This is what the Lord Almighty, the God of Israel, says to all those I carried into exile from Jerusalem to Babylon: “Build houses and settle down; plant gardens and eat what they produce. Marry and have sons and daughters; find wives for your sons and give your daughters in marriage, so that they too may have sons and daughters. Increase in number there; do not decrease. Also, seek the peace and prosperity of the city to which I have carried you into exile. Pray to the Lord for it, because if it prospers, you too will prosper.”

For those persons, God’s plan was the Babylonian exile, and please note the inter-generational instructions.  Historians teach us that it was during this time, Jewish worship changed from the Temple to synagogues, which strengthened the Jewish communities that were increasingly dispersed throughout the world.  Today, we, as St. Peter reminds us, are exiles and strangers in this world as well.  (See I Peter 1:1 and I Peter 2:11).  As Sunday, November 11, 2012, will be the International Day of Prayer for the Persecuted Church, we must remember that the American experience of freedom and liberty is an aberration of history, and that the world in which we live is not inclined to love strangers.  This will become increasingly so in our nation as well.    Nevertheless, as Jeremiah teaches, devout Christian believers are to marry and have children, to build homes and businesses during our “exile” in this world.  But our activities are not to stop there; rather, we are to work for the prosperity of the cities to which God has called us.  Even an evil regime can never force you to stop being a good person or a good parent.  Goodness lies in a Christ-centered heart, and grows out of your love for the Lord Jesus Christ and for others.  So, as we read in Hebrews 12:1-3:

….let us run with perseverance the race marked out for us, fixing our eyes on Jesus, the pioneer and perfecter of faith.
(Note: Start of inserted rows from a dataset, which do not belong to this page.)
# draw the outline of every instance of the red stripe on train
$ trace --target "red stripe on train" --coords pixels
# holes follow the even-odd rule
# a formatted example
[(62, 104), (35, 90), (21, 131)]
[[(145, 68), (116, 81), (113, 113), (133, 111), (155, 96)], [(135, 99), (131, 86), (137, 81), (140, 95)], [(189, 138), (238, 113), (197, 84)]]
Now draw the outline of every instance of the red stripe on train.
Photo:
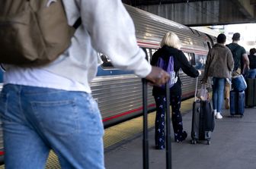
[[(151, 104), (151, 105), (148, 105), (148, 108), (152, 108), (152, 107), (155, 107), (155, 104)], [(114, 118), (117, 118), (117, 117), (122, 117), (122, 116), (124, 116), (124, 115), (127, 115), (129, 114), (132, 114), (132, 113), (134, 113), (134, 112), (136, 112), (136, 111), (142, 111), (142, 107), (140, 107), (140, 108), (136, 108), (136, 109), (133, 109), (133, 110), (128, 111), (126, 111), (126, 112), (123, 112), (123, 113), (121, 113), (121, 114), (119, 114), (110, 117), (104, 118), (104, 119), (102, 120), (102, 121), (103, 122), (107, 121), (107, 120), (112, 120), (112, 119), (114, 119)]]

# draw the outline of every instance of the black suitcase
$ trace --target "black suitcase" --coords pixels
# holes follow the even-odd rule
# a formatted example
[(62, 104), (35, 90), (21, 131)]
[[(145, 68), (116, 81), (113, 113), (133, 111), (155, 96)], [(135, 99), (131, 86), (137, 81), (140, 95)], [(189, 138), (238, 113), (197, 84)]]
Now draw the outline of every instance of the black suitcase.
[(211, 132), (214, 130), (214, 112), (209, 100), (197, 99), (197, 81), (196, 84), (195, 101), (193, 103), (191, 143), (196, 144), (198, 140), (206, 140), (210, 144)]
[(248, 79), (245, 90), (245, 105), (247, 107), (256, 106), (256, 79)]
[[(166, 89), (166, 169), (171, 169), (171, 118), (170, 118), (170, 89), (168, 85)], [(147, 109), (147, 81), (142, 79), (142, 102), (143, 102), (143, 169), (149, 169), (149, 139), (148, 139), (148, 109)]]
[(230, 115), (240, 115), (242, 117), (245, 112), (245, 91), (230, 91)]

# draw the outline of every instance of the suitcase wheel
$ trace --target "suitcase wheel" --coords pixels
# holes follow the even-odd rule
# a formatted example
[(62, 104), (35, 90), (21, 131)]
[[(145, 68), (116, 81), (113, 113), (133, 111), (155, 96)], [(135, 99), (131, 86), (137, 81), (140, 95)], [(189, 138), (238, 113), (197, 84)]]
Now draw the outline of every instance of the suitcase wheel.
[(191, 139), (191, 144), (197, 144), (197, 140)]

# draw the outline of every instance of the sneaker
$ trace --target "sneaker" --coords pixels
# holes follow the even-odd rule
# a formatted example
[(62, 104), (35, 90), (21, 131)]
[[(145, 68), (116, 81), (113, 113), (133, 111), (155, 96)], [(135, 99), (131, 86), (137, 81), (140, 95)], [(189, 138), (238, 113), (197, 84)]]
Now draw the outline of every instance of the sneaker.
[(182, 132), (181, 136), (180, 136), (180, 138), (175, 137), (175, 142), (181, 142), (182, 141), (185, 140), (187, 137), (187, 133), (185, 131)]
[(222, 116), (220, 114), (220, 113), (217, 112), (217, 114), (216, 116), (216, 119), (222, 119)]
[(225, 99), (225, 108), (226, 109), (229, 109), (230, 106), (229, 106), (229, 99), (226, 98)]

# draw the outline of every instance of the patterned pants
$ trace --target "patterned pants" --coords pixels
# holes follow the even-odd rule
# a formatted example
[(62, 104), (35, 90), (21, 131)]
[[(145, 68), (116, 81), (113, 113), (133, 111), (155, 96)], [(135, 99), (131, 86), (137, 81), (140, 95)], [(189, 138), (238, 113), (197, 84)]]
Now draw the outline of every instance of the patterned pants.
[[(165, 146), (165, 115), (166, 111), (165, 95), (155, 95), (156, 104), (156, 116), (155, 121), (155, 144), (156, 149), (162, 149)], [(181, 95), (171, 95), (171, 120), (174, 128), (175, 140), (182, 137), (183, 124), (180, 111)]]

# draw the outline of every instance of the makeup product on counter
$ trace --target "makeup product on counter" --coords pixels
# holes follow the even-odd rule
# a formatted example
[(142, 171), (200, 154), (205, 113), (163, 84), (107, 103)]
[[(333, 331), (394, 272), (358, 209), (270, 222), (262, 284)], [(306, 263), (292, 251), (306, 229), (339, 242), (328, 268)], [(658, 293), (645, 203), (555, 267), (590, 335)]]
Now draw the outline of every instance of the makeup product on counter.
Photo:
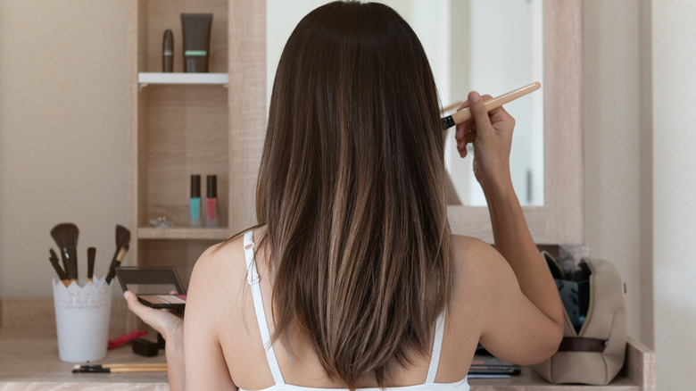
[(95, 257), (96, 257), (96, 248), (87, 248), (87, 282), (91, 282), (92, 276), (95, 275)]
[(182, 13), (184, 71), (207, 72), (212, 13)]
[(128, 251), (130, 243), (130, 231), (123, 226), (116, 226), (116, 251), (113, 253), (113, 258), (109, 264), (109, 271), (106, 273), (105, 281), (107, 284), (112, 282), (113, 277), (116, 275), (116, 268), (120, 266), (120, 262), (123, 258), (126, 257), (126, 253)]
[[(133, 340), (133, 350), (136, 350), (136, 341)], [(142, 339), (145, 341), (145, 339)], [(149, 341), (145, 341), (149, 342)], [(155, 347), (157, 344), (154, 344)], [(138, 348), (140, 349), (140, 348)], [(144, 355), (144, 354), (143, 354)], [(153, 354), (157, 355), (157, 354)], [(148, 357), (150, 355), (147, 355)], [(92, 365), (75, 365), (72, 373), (133, 373), (133, 372), (166, 372), (166, 362), (151, 363), (123, 363), (123, 364), (92, 364)]]
[(183, 310), (186, 306), (186, 291), (171, 266), (117, 268), (116, 275), (123, 291), (133, 292), (148, 307)]
[[(140, 330), (131, 331), (131, 332), (129, 332), (128, 334), (124, 334), (122, 336), (119, 336), (119, 337), (116, 337), (109, 339), (109, 342), (106, 345), (106, 348), (107, 349), (115, 349), (115, 348), (117, 348), (117, 347), (119, 347), (120, 345), (128, 344), (128, 342), (130, 342), (130, 341), (132, 341), (132, 340), (134, 340), (136, 338), (139, 338), (139, 337), (141, 337), (143, 336), (146, 336), (146, 335), (147, 335), (147, 331), (140, 331)], [(77, 367), (77, 365), (76, 365), (76, 367)]]
[(164, 30), (162, 40), (162, 71), (174, 71), (174, 34), (169, 29)]
[[(534, 82), (532, 84), (526, 85), (521, 88), (518, 88), (515, 90), (512, 90), (507, 94), (503, 94), (500, 96), (496, 96), (493, 99), (485, 101), (484, 104), (485, 104), (485, 110), (487, 112), (491, 112), (494, 109), (497, 109), (498, 107), (501, 107), (501, 105), (510, 103), (511, 101), (514, 101), (515, 99), (524, 96), (530, 92), (536, 91), (542, 87), (541, 83), (538, 81)], [(443, 130), (447, 130), (448, 129), (453, 127), (454, 125), (459, 125), (462, 122), (466, 122), (469, 120), (471, 120), (471, 111), (467, 107), (464, 110), (461, 110), (460, 112), (457, 112), (452, 115), (448, 115), (447, 117), (443, 118)]]
[(71, 222), (63, 222), (51, 229), (51, 237), (58, 245), (69, 279), (78, 279), (78, 237), (79, 229)]
[(188, 200), (190, 227), (201, 226), (201, 176), (191, 176), (191, 198)]
[[(147, 339), (144, 339), (144, 338), (137, 338), (134, 339), (133, 342), (130, 343), (130, 345), (133, 346), (133, 353), (138, 355), (142, 355), (144, 357), (154, 357), (160, 354), (160, 346), (157, 345), (156, 342), (148, 341)], [(162, 371), (162, 372), (167, 371), (166, 366), (165, 367), (150, 366), (150, 367), (142, 367), (142, 369), (146, 369), (147, 370), (145, 371), (147, 372), (157, 372), (158, 369), (160, 370), (159, 371)]]
[(208, 175), (207, 197), (205, 198), (205, 226), (218, 226), (218, 177)]

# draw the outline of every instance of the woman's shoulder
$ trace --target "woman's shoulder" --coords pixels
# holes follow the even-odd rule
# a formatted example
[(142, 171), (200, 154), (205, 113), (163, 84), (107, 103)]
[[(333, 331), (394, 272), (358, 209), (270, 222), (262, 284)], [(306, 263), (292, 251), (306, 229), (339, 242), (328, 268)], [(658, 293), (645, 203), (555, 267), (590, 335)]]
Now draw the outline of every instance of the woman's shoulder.
[(512, 270), (493, 245), (481, 239), (453, 235), (452, 245), (453, 298), (473, 307), (487, 305), (501, 278), (511, 273)]
[[(259, 242), (262, 229), (253, 230), (253, 241)], [(246, 281), (244, 234), (208, 247), (194, 265), (191, 287), (203, 295), (220, 295), (239, 288)]]

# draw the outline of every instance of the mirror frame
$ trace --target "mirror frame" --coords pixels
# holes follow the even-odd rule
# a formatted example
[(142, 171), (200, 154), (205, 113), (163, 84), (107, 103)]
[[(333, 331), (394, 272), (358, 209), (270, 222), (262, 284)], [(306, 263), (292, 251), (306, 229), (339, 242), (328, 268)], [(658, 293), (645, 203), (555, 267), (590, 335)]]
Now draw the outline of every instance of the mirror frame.
[[(583, 1), (543, 2), (543, 206), (523, 206), (538, 244), (584, 241)], [(452, 233), (493, 243), (487, 206), (448, 206)]]
[[(266, 2), (228, 1), (229, 205), (236, 232), (255, 223), (266, 129)], [(583, 0), (543, 2), (544, 204), (524, 206), (539, 244), (583, 243)], [(249, 186), (251, 182), (254, 185)], [(493, 243), (486, 206), (448, 207), (452, 233)]]

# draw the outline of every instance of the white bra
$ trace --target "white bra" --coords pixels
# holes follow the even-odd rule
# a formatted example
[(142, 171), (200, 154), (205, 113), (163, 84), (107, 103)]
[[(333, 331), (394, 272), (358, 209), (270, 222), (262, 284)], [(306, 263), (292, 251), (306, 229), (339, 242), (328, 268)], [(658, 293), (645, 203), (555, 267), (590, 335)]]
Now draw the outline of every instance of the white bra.
[[(311, 387), (294, 386), (286, 384), (283, 375), (280, 372), (280, 367), (276, 359), (276, 354), (273, 352), (273, 345), (270, 344), (270, 334), (269, 333), (269, 325), (266, 322), (266, 312), (263, 309), (263, 301), (261, 295), (261, 287), (259, 286), (259, 272), (256, 269), (256, 262), (253, 256), (253, 232), (248, 231), (244, 234), (244, 256), (246, 258), (246, 282), (252, 287), (252, 296), (253, 297), (253, 308), (256, 310), (256, 320), (259, 323), (261, 341), (266, 351), (266, 359), (269, 362), (270, 373), (273, 375), (275, 385), (263, 388), (260, 391), (348, 391), (347, 388), (316, 388)], [(430, 358), (430, 367), (427, 370), (426, 382), (416, 386), (392, 387), (386, 388), (369, 387), (358, 388), (360, 391), (416, 391), (416, 390), (452, 390), (452, 391), (468, 391), (468, 383), (465, 377), (460, 381), (454, 383), (435, 383), (435, 378), (437, 373), (437, 364), (440, 362), (440, 350), (443, 345), (443, 334), (444, 329), (444, 312), (437, 317), (435, 323), (435, 337), (433, 341), (433, 354)], [(239, 388), (239, 391), (245, 391)]]

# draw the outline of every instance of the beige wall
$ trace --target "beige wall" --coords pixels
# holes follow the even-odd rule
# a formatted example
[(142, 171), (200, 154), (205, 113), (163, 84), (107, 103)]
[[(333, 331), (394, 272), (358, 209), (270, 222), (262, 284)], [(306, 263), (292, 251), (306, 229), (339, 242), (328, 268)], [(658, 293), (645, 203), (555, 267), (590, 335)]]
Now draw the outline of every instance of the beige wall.
[(652, 2), (655, 347), (660, 389), (696, 384), (696, 36), (690, 0)]
[(0, 296), (50, 296), (59, 222), (104, 274), (127, 220), (123, 0), (0, 0)]
[[(584, 11), (586, 244), (626, 279), (629, 334), (654, 344), (659, 389), (688, 389), (696, 4)], [(89, 245), (106, 269), (127, 222), (127, 16), (122, 0), (0, 0), (0, 296), (51, 295), (58, 222), (80, 228), (83, 272)]]
[(696, 3), (585, 3), (585, 239), (628, 285), (658, 389), (696, 383)]

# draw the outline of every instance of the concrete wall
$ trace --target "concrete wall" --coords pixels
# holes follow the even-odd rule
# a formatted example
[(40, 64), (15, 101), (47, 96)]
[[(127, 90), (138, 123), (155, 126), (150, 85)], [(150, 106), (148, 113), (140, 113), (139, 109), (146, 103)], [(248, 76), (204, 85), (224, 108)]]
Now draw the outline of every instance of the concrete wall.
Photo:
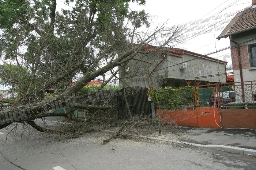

For the joy set before him he endured the cross, scorning its shame, and sat down at the right hand of the throne of God. Consider him who endured such opposition from sinners, so that you will not grow weary and lose heart.

So, while disappointment will surround us in almost all of our days, let us look to the example of the Lord Jesus.  I hope that helps, and may God bless you and your family.  I look forward to seeing photos of your new daughter soon.